De kern van het populisme

Het begrip populisme blijkt een vat vol tegenstrijdigheden. Een ieder definieert het zoals het hem uitkomt. Zie het antwoord van Eerdmans. Dick Pels noemde populisme dan ook een ‘kameleontisch begrip’, hoewel hij wel degelijk vindt dat er een aantal onmiskenbare ingrediënten zijn aan te wijzen. Zoals een sterk wantrouwen tegen alle vormen van woordvoerderschap en vertegenwoordigende democratie, een cultus van de politieke persoonlijkheid en van charismatisch leiderschap, en een sterke neiging om ‘het volk’ voor te stellen als een soevereine gemeenschap met een essentiële identiteit die wordt gevoed door een gedeeld erfgoed en een homogene cultuurbeleving.

 

Tactiek of ideologie?

Door sommige politicologen wordt populisme gezien als niet meer dan een tactiek, een vorm van retoriek of een bepaalde manier van communiceren.[4] Zo beschouwd, is elke politicus (soms) populist. Vooral tijdens verkiezingscampagnes. Daarmee verliest het begrip elk onderscheidend vermogen. Het levert dan ook meer op om populisme als een ideologie beschouwen, die ook een specifieke soort van kritiek inhoudt op de democratie. Het kernelement is de soevereiniteit van het volk.

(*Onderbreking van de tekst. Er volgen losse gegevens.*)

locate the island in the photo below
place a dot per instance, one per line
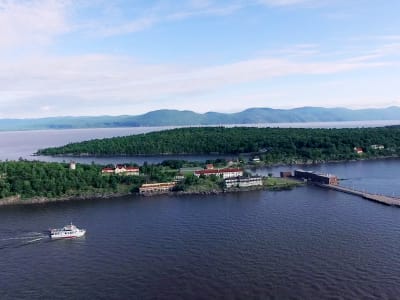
(28, 182)
(267, 145)
(247, 147)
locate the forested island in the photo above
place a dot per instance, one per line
(36, 182)
(271, 145)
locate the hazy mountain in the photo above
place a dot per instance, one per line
(179, 118)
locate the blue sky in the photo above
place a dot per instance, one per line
(99, 57)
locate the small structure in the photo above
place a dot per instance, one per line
(315, 177)
(189, 170)
(358, 150)
(156, 188)
(286, 174)
(107, 171)
(243, 182)
(377, 147)
(121, 170)
(224, 173)
(72, 165)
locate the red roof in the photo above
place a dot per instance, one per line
(218, 171)
(132, 168)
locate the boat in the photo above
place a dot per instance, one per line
(67, 232)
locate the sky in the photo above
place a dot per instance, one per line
(121, 57)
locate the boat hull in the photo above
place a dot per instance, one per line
(67, 235)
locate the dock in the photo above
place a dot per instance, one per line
(393, 201)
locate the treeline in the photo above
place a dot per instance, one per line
(41, 179)
(272, 144)
(53, 180)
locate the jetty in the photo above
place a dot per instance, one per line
(330, 181)
(372, 197)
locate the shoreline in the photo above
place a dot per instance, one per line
(16, 200)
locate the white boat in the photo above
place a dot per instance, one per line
(67, 232)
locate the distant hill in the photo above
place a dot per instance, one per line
(167, 117)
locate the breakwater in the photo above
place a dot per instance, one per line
(372, 197)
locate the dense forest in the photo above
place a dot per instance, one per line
(53, 180)
(270, 144)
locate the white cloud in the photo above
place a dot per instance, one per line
(283, 2)
(25, 23)
(61, 84)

Het moderne populisme neemt een diepe crisis waar in de representatieve democratie, die wordt veroorzaakt door de elite die niet representatief is en niet luistert naar de burgers. Populistische partijen worden dan ook niet voor niets anti-establishment genoemd.[5] Ze worden gekenmerkt door wantrouwen in ‘de politiek’ en betichten de traditionele politiek ervan de maatschappelijke problemen opzettelijk te negeren en de overtreders te beschermen. Daarnaast huldigen ze de idee dat men zich niet aan democratisch vastgelegde regels en politieke mores hoeft te houden. Die dienen immers alleen maar om politici aan het werk te houden en de boel te vertragen. In de populistische visie staan rechtsstatelijke procedures om politieke en sociale minderheden te beschermen oplossingen voor echte problemen in de weg. Populistische partijen zetten politici en ambtenaren neer als vijanden van het ‘volk, terwijl de populistische leider pretendeert precies te weten wat het ‘volk’ wil. Politiek vertrouwen wordt daardoor verplaatst van geobjectiveerde democratische regels en procedures naar personen. In deze ‘personalisering’ van vertrouwensrelaties schuilt een groot gevaar: als de populist faalt, zullen veel burgers het laatste restje vertrouwen in de politiek verliezen en als de populist slaagt, wordt het politieke systeem afhankelijk van een specifieke persoon.[6]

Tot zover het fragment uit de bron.